Think of some uncomfortable feeling you experience in certain particular situations. For example, you may feel anxious when you need to speak in public, or you may have difficulty saying “no” for fear that people will not like you any more if you refuse. Connect with these feelings and ask yourself when you experienced them for the first time. Very often it leads people to some early memory of an event where in a similar situation they felt hurt, threatened or otherwise discouraged. Allow yourself to feel the emotion. Stay with it, however uncomfortable it may feel. Tapping (for those who are familiar with EFT) is generally very helpful in assisting people to reconnect with their feelings (and eventually release them). Remember that even if you feel engulfed by an emotion, it is not the whole of you, but the child within you that experiences it with such intensity. Imagine that child. See what she or he looks like. What are your feelings towards the child? What does the child need in this moment of need to help her/him? Does she/he need a hug? A loving word? Reassurance? Does she/he need to be heard as they express their pain?

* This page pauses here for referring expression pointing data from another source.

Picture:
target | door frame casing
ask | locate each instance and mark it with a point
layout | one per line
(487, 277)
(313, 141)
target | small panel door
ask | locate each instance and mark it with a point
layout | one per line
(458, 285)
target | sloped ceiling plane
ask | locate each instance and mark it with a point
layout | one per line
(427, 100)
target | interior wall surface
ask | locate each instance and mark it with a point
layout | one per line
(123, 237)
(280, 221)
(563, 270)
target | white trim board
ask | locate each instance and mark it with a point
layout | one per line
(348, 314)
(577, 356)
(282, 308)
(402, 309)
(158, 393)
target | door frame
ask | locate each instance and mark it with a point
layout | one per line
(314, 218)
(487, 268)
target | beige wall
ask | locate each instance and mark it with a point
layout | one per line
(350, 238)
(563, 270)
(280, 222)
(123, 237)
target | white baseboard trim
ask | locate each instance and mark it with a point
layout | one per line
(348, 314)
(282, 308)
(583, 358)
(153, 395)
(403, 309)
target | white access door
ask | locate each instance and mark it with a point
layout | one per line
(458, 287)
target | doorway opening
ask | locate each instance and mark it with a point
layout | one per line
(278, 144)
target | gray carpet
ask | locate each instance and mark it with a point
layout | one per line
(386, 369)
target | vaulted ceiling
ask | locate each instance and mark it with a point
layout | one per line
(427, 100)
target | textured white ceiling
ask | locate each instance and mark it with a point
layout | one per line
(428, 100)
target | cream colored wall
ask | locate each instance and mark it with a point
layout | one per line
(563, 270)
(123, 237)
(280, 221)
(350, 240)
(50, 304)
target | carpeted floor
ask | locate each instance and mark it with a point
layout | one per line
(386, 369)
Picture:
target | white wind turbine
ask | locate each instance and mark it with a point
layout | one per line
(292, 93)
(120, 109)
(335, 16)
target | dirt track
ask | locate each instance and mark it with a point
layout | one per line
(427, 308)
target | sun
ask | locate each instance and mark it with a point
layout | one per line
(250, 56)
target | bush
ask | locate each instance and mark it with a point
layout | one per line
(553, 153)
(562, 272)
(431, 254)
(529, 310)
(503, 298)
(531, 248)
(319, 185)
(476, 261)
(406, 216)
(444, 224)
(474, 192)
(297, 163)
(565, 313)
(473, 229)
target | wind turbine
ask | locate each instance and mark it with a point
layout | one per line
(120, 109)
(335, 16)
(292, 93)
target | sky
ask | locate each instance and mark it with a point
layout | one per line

Now comes the most interesting bit. Imagine yourself time-travelling to the scene and giving the child what they needed and did not receive at that time. If you use tapping you can use it throughout the whole process. I personally find it helpful, but it is not a necessary requirement. What is important is that you try to experience your bonding with the child as deeply and vividly as possible. It is a meditation of a sort. If you hug the child, try to feel the touch. If the child throws his/her arms around your neck and cries – feel it! Try to imagine it as real as you can, as if you were comforting a real child. When the child feels calmer and the bonding is established you can talk to him/her. You can tell them that even though this thing has happened to them they are still wonderful and lovable and that you love them and want to take care of them. This can be a very powerful experience, an adventure like in science-fiction. You can take the child with you for a trip in the future and show them some beautiful places where you have been. One client of mine has taken the little boy within him to a football match and they had a great time together shouting and jumping up and down. You can also give a child a “magic” token which they can use to call you whenever they feel lonely or afraid and need your help.
When children are “frozen in time” they do not develop. That is why you may sometime observe in an adult person the behaviour of a three year old. We mature, but these children within us don’t. Like Kai from The Snow Queen fairytale they remain trapped within the palace of ice. Just as Kai’s vision was distorted by the speck of ice that entered his eye, our vision of ourselves and the world around us is distorted. When we begin to liberate our inner children from the constraints of hurt and fear, when we “redeem the sparks,” when we repair our own world our heart begins to grow warmer and our lives change.